Я взял тетрадь, из нее выпал таракан. Довольно крупный, мясистый, звучно шлепнулся на стол — и побежал. Я смахнул его на пол. Он упал с огромной высоты на спину, но ничуть не пострадал — отчаянно болтал ножками и шевелил длинными усами. Сейчас перевернется и убежит… Он раскачивал узкую лодочку своего тела, чтобы встать на ноги — мудрость миллионов лет выживания спасала его. Я смотрел на него, как небольшая гора смотрит на человека — с досадой — существо, слишком близко подбежавшее к ней. Сейчас он думает о том, как удрать. Он не понимает, что от меня не уйти. Пусть не бегает по столам, по любимым моим тетрадям. Он думает, что перевернется — и дело сделано. Он только предполагает, а я — располагаю. Чем я не тараканий бог? Я наперед знаю, что с ним будет. Я накажу его за дерзость… Смотрю, как он барахтается — сейчас встанет… Все-таки, неприятное существо. Зато у него есть все, чтобы выжить — он быстр, силен, бегает, прыгает — почти летает. Не хватает только панциря, как у черепахи. Представляешь — панцирь… Я его ногой, а он смеется — вдавливается в подошву, как шляпка гвоздя, выступающего из пола, — освобождается и убегает. Да, панцирь ему не даден… И ум у него точный и быстрый, но недалекий. Он предполагает, а я — располагаю.

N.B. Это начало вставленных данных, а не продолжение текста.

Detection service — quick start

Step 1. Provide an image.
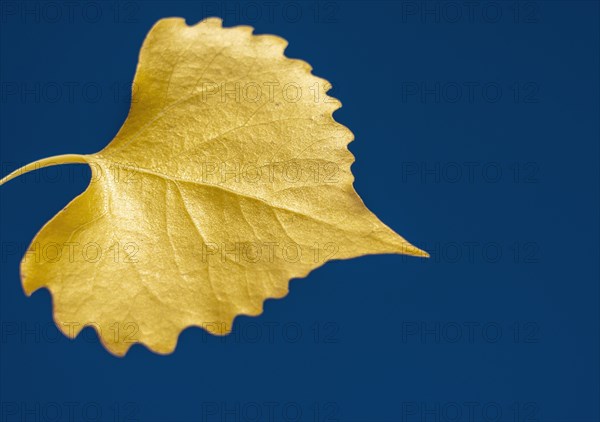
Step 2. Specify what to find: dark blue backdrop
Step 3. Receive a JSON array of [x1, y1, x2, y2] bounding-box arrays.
[[0, 1, 600, 421]]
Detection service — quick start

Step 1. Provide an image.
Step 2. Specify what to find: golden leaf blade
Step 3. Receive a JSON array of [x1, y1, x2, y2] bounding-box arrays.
[[0, 18, 428, 356]]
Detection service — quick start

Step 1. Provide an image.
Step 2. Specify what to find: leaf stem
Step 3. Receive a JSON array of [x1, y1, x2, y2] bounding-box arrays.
[[0, 154, 88, 186]]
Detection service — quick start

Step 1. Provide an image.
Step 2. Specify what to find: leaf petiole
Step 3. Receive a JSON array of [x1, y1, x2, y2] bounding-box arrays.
[[0, 154, 89, 186]]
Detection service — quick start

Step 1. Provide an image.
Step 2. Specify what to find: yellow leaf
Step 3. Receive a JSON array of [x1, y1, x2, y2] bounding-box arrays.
[[0, 18, 427, 355]]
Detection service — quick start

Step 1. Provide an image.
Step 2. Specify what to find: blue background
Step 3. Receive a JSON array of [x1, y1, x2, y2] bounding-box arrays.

Я сижу за столом, повернувшись к таракану. Пожалуй, я поступлю как бог — дам ему поверить в шанс. Переворачиваю его. Он бежит через комнату в дальний угол. Чудак, я же его догоню. Не спеша встаю — и вижу — совсем рядом с ним щель в линолеуме. Таракан вбегает в щель, как в большие ворота, и теперь бежит себе где-то в темноте по известным ему ходам… А я, назначивший себя его богом, непризнанный им — остаюсь, беспомощный, один в огромном пустом и гулком пространстве.

ПОСЛУШАЙТЕ…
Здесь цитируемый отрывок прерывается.